Answer conflict, ambiguity, feedback, difficult coworker prompts
Company: Meta
Role: Software Engineer
Category: Behavioral & Leadership
Difficulty: medium
Interview Round: Technical Screen
Prepare behavioral answers for these prompts:
1) Describe a time you had a **conflict with your manager**. How did you resolve it?
2) Describe a project where requirements were **very ambiguous**. How did you drive clarity and deliver?
3) Describe a time you **mentored someone** and gave **constructive feedback**.
4) Describe a time you worked with a **difficult collaborator**. What did you do and what was the outcome?

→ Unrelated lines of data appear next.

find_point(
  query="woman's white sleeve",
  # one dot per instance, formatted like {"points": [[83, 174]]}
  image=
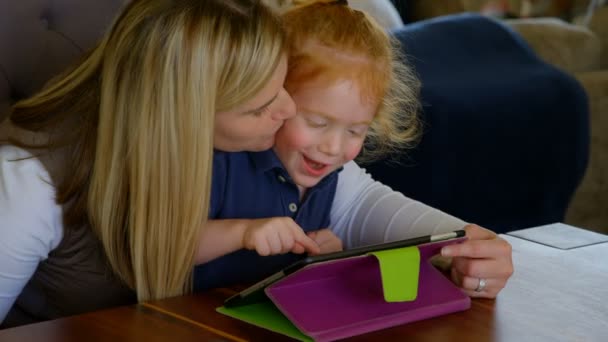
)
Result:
{"points": [[30, 222], [366, 212]]}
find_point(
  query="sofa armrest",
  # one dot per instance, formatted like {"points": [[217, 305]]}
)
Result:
{"points": [[588, 206], [569, 47]]}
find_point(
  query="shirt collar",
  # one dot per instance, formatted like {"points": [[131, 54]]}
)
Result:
{"points": [[267, 161]]}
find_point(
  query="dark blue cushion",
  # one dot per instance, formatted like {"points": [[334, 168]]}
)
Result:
{"points": [[506, 136]]}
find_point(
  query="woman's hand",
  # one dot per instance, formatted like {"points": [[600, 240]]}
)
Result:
{"points": [[483, 257], [277, 235], [327, 241]]}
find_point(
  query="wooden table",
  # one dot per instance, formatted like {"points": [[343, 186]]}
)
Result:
{"points": [[554, 295]]}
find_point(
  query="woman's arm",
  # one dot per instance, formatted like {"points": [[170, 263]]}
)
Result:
{"points": [[30, 222], [366, 212]]}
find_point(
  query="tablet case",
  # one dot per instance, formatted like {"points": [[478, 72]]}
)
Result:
{"points": [[352, 296]]}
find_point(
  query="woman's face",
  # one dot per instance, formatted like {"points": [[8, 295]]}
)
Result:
{"points": [[253, 125]]}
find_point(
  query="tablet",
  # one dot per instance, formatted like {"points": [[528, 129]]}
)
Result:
{"points": [[255, 293]]}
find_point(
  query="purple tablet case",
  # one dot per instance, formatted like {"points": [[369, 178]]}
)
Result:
{"points": [[342, 298]]}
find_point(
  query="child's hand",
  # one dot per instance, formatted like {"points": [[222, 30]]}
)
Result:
{"points": [[328, 241], [278, 235]]}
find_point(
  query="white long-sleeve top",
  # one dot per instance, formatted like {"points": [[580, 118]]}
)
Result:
{"points": [[363, 212]]}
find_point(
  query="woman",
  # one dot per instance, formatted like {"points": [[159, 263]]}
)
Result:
{"points": [[109, 210], [124, 142]]}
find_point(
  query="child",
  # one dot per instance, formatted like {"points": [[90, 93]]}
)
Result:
{"points": [[349, 86]]}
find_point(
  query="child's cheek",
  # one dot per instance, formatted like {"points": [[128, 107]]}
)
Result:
{"points": [[352, 152], [296, 138]]}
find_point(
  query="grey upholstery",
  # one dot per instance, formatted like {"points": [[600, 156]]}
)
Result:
{"points": [[39, 38]]}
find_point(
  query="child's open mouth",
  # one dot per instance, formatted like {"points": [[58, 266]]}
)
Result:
{"points": [[313, 167]]}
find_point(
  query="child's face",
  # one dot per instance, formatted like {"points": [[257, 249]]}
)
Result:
{"points": [[327, 131]]}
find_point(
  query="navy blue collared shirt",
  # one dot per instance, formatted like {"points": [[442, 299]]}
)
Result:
{"points": [[256, 185]]}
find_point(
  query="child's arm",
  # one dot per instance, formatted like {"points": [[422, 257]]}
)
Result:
{"points": [[267, 236]]}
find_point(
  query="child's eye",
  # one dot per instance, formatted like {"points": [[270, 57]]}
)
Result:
{"points": [[259, 113], [316, 123], [357, 132]]}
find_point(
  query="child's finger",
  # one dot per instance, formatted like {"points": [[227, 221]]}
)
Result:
{"points": [[298, 248], [309, 244]]}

Quick Answer: This question evaluates a candidate's ability to handle conflict with supervisors, clarify ambiguous requirements, provide constructive feedback and mentorship, and manage difficult collaborators.
Solution
## How to structure each answer (use STAR+R)
- **S**ituation: context and stakes.
- **T**ask: what you owned (your responsibility).
- **A**ctions: 3–6 specific steps you took.
- **R**esult: measurable impact.
- **Reflection**: what you’d do the same/differently.
Keep it factual, avoid blaming, and show judgment and communication.
---
## 1) Conflict with manager
What interviewers look for: professionalism, aligning on goals, escalating appropriately.
Strong actions to mention:
- Clarify the *actual disagreement* (priority, scope, approach, timeline, quality bar).
- Bring data: tradeoffs, risks, user impact, timeline/cost.
- Propose options (A/B) instead of “I’m right.”
- Align on decision rule (customer impact, OKRs, risk).
- If needed, use a neutral third party (tech lead/PM) or documented RFC.
- Commit after decision; don’t sabotage.
Result examples:
- Decision reached with clear owner + follow-up checkpoints.
- Improved relationship via more frequent 1:1s / written updates.
---
## 2) Handling ambiguous requirements
What interviewers look for: product thinking, execution under uncertainty.
Strong actions:
- Identify stakeholders and users; write a short problem statement.
- Convert ambiguity into questions; define non-goals.
- Define success metrics (latency, adoption, revenue, accuracy, etc.).
- Create a thin MVP + iteration plan.
- Make tradeoffs explicit (speed vs correctness vs scope).
- De-risk early (spikes/prototypes) and communicate frequently.
Result examples:
- Delivered MVP by date; iterated based on metrics.
- Reduced rework by documenting requirements and acceptance criteria.
---
## 3) Mentoring + constructive feedback
What interviewers look for: empathy, coaching, raising team bar.
Strong actions:
- Establish context: their goal, expectations, skill gaps.
- Give feedback that is **specific and behavioral** (not personality):
- “In the design doc, X was missing which caused Y risk…”
- Use SBI model: **Situation–Behavior–Impact**.
- Offer a concrete improvement plan: examples, templates, pairing sessions.
- Follow up and recognize progress.
Result examples:
- Mentee shipped feature independently; improved code quality/communication.
- Team velocity increased; fewer bugs/reviews cycles.
---
## 4) Difficult collaborator
What interviewers look for: conflict resolution, influence without authority.
Strong actions:
- Separate people from problem; assume positive intent initially.
- Diagnose why it’s hard: misaligned incentives, unclear ownership, communication style, time pressure.
- Set working agreements: response times, decision process, meeting cadence.
- Use written artifacts (RFCs, action items) to avoid repeated debates.
- Escalate only after attempting direct resolution, and escalate with evidence + proposed solution.
Result examples:
- Delivered project with clear ownership boundaries.
- Relationship improved; future collaboration smoother.
---
## Tips
- Avoid saying “they were incompetent.” Focus on what you did.
- Include at least one example where you changed your mind after learning new info.
- Quantify outcomes (time saved, incidents reduced, launch date met).